The main function of the phosphorelay is to sense and respond to environmental stimuli and to transfer the response signal in the form of phosphoryl flux throughout the relay. Within this process five kinases (KinA – KinE) are involved that are subjected to autophosphorylation. Despite repeated efforts, the exact stimuli to activate these kinases are still unknown. A recent publication, however, describes pyruvate, propionate and butyrate as possible ligands for the KinD kinase 48, providing new leads for identification of signals that cause entry into sporulation.

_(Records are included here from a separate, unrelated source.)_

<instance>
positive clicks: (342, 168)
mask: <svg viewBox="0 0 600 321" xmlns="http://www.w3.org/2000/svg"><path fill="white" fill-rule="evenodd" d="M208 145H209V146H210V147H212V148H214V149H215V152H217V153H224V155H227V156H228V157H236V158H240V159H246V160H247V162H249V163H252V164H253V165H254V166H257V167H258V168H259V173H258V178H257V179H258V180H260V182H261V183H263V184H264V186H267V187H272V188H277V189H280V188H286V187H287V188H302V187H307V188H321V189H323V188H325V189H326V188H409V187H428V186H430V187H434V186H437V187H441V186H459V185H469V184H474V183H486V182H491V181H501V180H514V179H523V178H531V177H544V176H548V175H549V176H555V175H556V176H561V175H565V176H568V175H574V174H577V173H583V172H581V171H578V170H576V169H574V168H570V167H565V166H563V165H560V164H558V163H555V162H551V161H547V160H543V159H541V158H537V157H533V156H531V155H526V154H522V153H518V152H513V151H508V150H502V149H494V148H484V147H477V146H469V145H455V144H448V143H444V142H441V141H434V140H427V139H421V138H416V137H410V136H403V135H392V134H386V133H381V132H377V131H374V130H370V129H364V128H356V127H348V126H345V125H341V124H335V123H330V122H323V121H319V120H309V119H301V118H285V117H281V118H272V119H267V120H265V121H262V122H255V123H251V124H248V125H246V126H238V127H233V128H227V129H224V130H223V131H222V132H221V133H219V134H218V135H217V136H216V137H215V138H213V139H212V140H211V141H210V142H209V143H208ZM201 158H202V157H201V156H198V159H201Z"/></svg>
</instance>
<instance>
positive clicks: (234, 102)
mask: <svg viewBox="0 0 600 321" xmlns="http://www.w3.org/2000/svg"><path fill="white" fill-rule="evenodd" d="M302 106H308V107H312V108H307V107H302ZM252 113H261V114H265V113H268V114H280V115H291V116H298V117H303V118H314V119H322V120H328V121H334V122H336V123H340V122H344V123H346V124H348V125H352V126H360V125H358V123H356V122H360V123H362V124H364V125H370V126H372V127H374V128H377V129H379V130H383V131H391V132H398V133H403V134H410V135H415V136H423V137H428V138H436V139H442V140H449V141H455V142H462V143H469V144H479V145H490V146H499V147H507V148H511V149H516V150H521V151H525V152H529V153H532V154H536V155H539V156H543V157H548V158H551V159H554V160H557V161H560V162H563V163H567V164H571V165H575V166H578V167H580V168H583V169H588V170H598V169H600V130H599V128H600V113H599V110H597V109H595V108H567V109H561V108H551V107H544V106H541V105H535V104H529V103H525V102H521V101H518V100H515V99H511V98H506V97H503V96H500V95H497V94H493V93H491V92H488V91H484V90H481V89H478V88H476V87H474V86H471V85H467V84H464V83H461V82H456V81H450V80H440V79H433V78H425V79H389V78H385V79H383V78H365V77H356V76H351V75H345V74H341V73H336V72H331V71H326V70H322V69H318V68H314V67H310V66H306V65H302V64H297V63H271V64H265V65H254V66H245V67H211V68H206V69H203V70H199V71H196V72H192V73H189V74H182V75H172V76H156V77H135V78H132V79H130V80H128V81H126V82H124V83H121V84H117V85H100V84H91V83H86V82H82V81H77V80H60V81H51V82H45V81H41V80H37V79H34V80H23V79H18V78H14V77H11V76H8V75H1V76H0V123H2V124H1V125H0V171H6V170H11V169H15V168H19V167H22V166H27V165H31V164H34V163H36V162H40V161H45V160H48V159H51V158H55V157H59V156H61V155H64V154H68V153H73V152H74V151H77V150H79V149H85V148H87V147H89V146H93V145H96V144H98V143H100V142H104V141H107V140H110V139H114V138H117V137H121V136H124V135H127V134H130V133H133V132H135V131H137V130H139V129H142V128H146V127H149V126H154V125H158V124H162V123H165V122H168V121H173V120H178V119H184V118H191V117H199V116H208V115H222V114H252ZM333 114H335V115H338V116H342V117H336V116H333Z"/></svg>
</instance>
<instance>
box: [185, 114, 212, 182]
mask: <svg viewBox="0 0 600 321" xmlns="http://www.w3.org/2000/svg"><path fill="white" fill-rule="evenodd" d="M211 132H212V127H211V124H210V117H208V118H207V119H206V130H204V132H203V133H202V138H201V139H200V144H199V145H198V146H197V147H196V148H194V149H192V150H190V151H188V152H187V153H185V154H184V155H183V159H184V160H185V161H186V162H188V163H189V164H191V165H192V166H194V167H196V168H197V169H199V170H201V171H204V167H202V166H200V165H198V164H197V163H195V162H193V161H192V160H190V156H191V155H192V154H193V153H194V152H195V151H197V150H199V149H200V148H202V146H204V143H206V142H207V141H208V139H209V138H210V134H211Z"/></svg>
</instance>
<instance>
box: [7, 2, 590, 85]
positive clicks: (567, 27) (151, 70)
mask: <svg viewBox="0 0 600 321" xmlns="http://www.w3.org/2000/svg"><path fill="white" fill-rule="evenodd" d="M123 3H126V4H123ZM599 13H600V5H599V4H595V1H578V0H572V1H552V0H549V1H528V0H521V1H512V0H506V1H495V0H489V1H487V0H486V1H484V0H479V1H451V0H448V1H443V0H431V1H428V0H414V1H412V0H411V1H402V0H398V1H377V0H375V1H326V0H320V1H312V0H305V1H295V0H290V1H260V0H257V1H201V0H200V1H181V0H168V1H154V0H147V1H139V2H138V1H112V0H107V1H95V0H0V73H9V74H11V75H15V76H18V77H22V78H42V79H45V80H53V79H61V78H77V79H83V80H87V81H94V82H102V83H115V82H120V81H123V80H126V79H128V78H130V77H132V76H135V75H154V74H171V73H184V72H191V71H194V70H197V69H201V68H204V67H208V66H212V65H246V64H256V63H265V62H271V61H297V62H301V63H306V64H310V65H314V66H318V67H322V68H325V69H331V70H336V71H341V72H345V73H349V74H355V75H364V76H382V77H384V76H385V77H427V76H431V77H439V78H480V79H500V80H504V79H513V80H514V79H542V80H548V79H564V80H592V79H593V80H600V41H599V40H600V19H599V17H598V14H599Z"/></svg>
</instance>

Transfer of the phosphoryl groups by the kinases to the response regulator Spo0F and phosphotransferase Spo0B eventually results in the phosphorylation and activation of Spo0A (reviewed in 49,50). Several phosphatases that dephosphorylate Spo0A~P form part of an important system that controls the levels of phosphorylated Spo0A. The alternative sigma factor σB, known for its regulation of general stress responses, was shown to be involved in the control of Spo0A~P levels through the activation of one of the phosphatase encoding genes, spo0E 51. This indicates that not one specific, but rather several regulatory systems are responsible for establishing appropriate conditions for commitment to sporulation.

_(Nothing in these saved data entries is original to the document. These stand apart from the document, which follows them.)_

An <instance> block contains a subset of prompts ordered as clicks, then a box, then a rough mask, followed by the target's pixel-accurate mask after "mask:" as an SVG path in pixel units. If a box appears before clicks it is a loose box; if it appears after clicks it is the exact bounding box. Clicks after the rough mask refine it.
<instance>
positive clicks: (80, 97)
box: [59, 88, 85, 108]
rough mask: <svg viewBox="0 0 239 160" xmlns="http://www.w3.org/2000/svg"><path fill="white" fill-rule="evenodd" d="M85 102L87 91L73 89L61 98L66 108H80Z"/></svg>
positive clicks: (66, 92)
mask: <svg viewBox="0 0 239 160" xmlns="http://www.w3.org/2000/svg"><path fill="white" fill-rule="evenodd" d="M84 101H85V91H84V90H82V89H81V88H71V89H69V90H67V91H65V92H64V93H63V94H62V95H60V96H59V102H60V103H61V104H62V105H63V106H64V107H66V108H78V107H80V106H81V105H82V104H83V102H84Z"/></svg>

Recently, several independent reports have indicated that the origin of heterogeneity in the sporulation process can be traced back to dynamics in the regulation of individual phosphorelay components 41,52,53,54,55 and that pulsed positive feedback loops involving Spo0A phosphorylation and kinase expression are essential for timing of commitment to sporulation 56.

 

 

Sporulation cycle of Bacillus subtilis

 

 

 

Schematic representation of sporulation-specific gene transcription regulation during starvation

During starvation, the main regulator of sporulation Spo0A is phosphorylated and therefore activated by the action of the phosphorelay cascade. This leads to repression (grey) and inactivation (red) of the transition stage regulators AbrB, ScoC and SinR as well as activation of sporulation-specific sigma factor σH. Active proteins are indicated as green ovals. Active sigma factors are indicated as blue hexagons. Their regulons are grouped in red lined boxes (repressed genes) and blue lined boxes (activated genes). Inactive proteins are indicated as grey and red ovals. Active and inactive genes important for the sporulation process are indicated as wide black arrows and wide grey arrows, respectively. A positive effect of proteins on gene transcription is represented by black arrowed lines, or blue arrowed lines if the positive action derives from a sigma factor. A negative effect is represented by black stopped lines. Active and inactive promoters upstream of a gene are indicated as green arrows and red arrows, respectively. Phosphate groups are indicated by P.